Eis que o Garanhão de Pelotas se aproveitava de mais uma tarde de domingo no aconchego das chamas altas da lareira viva de sua sala tipo loft daquela cabana suiça, no meio do Pampa gaúcho, onde tentava esquecer a saudade do último bando de andorinhas fugitivas do inverno que corria lá fora.

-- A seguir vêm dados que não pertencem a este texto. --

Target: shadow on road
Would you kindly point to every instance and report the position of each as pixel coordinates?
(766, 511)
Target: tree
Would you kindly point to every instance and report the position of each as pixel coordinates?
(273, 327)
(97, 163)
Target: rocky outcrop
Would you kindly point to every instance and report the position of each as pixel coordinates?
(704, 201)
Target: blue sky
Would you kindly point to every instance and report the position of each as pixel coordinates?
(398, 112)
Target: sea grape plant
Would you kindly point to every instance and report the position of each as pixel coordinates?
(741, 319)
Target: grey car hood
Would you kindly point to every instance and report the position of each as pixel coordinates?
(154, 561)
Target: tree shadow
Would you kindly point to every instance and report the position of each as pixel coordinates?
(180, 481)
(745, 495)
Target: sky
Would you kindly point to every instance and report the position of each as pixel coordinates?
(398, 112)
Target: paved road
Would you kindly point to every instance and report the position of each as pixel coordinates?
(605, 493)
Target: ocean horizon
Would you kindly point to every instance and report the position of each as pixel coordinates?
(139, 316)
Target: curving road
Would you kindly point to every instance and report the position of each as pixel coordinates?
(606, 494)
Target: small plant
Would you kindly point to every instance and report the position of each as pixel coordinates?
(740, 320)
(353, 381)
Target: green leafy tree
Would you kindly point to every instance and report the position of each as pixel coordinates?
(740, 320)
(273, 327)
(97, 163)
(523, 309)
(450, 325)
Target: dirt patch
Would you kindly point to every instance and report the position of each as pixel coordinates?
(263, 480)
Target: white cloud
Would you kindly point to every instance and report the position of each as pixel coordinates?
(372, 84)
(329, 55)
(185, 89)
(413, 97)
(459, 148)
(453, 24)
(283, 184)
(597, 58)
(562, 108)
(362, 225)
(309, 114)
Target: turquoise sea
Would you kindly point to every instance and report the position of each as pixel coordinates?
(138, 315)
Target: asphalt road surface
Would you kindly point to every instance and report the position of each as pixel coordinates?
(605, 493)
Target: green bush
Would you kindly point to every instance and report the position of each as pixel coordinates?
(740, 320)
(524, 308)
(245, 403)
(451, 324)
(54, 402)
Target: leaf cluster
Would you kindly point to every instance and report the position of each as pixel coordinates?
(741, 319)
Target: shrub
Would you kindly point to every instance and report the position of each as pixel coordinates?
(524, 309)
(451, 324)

Estava só, distante de sua bruxa bonita, cara de índia espanhola de pele germânica, mistura mágica de fada e mulher que, pelas cruzadas do destino, ficara noutras paragens por forças que só os dois ainda ocultavam, posto que os tempos eram de espera por mais um setembro na vida.
O Garanhão, às lonjuras de sua amada, curtia a dor da distância que a vida reserva aos mortais, sem escolher hora e sem marcar lugar. Para não dar o braço a torcer, enganava o destino queixando-se de si para si mesmo que os gemidos que se perdiam no ar eram, muito menos do coração do que da sua coluna vertebral que, teimosa como o próprio dono, não se deixava dobrar.
O Garanhão, aliviava-se - mais, consolava-se - com a perspectiva de que um pouco mais além daquela tarde fria e solitária de domingo, suas dores se juntariam com as dores e os gemidos de sua gaúcha bem-querer, de coluna tão grega, tão gótica, tão sacra, tão parecida com a dele.
E nesse consolo, tipo sonho de coração aberto e olhos semicerrados, o Garanhão de Pelotas sentiu na pele a a suavidade da pele de sua querida distante, descendo pela coluna cervical, como se lábios fossem no seu pescoço; pela coluna toráxica, como se pelo peito se derramasse; pela coluna lombar, assim de bruços, entregue, vencido; pelo sacro, santo jeito de se consagrar amado e amante.
E assim venceu o domingo, aquecido pelo calor das duas colunas que se escoravam uma na outra, mais quentes e mais gostosas do que as chamas da lareira que, aos poucos, ia adormecendo também. Mas, o Garanhão e sua bruxa bonita sabem que lareiras apenas se apagam; apenas fenecem; não sonham.